Paul McHugh, director of the Department of Psychiatry and
Behavioral Sciences at Johns Hopkins University School of Medicine
in Baltimore, is a leading proponent of the belief that the
cause is not biological, that transgender people have chosen
this path.
He halted the university hospital's practice of performing
gender reassignment surgeries in the late 1970s because, he
says, a study indicated that postoperative transsexuals were
no happier than they were before the operation. "You can live
any way you want, but don't come to us and ask us to give medical
resources to this proposal of yours, because we think it's a
social construct and not a condition of nature," McHugh says.
"No one has demonstrated any physical mechanism or physical
problem that causes this. The burden of proof is on them to
prove that."
Such comments are anathema to transgender advocates, who insist
the decades-old study McHugh cites was debunked. Like most transsexuals,
Daniels told Sports Illustrated in 2007 that her urges to be
female began as a child, and she wrote in the Times that same
year: "We are born with this. We fight it as long as we can,
and in the end it wins."
Claire Winter, a transsexual from Seattle who mentored Penner
and spoke to him late last year, doubts the sportswriter's reversal
will further confuse the general public about transsexualism.

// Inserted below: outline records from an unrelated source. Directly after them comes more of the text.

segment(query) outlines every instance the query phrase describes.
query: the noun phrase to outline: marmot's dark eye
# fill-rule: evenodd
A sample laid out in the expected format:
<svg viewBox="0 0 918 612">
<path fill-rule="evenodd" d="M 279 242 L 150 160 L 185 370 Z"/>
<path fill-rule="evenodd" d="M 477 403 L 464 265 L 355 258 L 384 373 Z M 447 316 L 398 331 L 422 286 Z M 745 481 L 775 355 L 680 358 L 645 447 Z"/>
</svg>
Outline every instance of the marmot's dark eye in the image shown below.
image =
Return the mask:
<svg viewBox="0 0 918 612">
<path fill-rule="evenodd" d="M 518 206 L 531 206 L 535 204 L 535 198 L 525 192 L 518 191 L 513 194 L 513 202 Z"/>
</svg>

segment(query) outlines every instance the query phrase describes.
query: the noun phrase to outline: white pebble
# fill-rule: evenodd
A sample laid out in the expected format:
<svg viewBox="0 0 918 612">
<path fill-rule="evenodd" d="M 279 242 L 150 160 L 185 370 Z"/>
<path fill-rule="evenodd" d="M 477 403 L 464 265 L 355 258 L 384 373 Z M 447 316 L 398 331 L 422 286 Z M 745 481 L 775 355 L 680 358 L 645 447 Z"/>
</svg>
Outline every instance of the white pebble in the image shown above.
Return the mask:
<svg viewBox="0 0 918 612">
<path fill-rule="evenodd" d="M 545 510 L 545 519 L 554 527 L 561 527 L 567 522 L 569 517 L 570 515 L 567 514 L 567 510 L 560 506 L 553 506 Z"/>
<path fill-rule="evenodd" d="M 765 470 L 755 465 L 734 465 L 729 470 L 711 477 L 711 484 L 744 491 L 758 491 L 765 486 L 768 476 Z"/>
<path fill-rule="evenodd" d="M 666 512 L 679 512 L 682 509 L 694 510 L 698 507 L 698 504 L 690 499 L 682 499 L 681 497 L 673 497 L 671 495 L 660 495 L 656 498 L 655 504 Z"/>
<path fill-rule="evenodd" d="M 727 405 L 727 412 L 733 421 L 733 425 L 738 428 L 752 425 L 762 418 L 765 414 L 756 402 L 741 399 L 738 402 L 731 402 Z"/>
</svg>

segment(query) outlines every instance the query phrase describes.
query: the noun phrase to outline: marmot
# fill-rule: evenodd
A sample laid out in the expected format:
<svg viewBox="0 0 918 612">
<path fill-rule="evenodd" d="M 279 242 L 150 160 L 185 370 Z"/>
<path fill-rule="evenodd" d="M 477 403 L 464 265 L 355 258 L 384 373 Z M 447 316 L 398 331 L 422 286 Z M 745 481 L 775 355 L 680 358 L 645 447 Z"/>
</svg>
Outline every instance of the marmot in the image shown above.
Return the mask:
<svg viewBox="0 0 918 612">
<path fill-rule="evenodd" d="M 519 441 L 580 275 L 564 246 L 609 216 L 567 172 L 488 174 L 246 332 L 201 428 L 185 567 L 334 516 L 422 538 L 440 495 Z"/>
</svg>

"I think people are so bloody confused, I don't know if this
has a significant effect," Winter says. "But maybe this will
help people to understand that this is a very complex, highly
difficult situation. This indicates the fundamental problem
of trying to shove people into either end of the gender pole.
It serves to point out the fact that it isn't as simple as flipping
a coin.
"I would say give" Penner "some time," Winter says. "We have
to wait for him to let us know when he figures it out."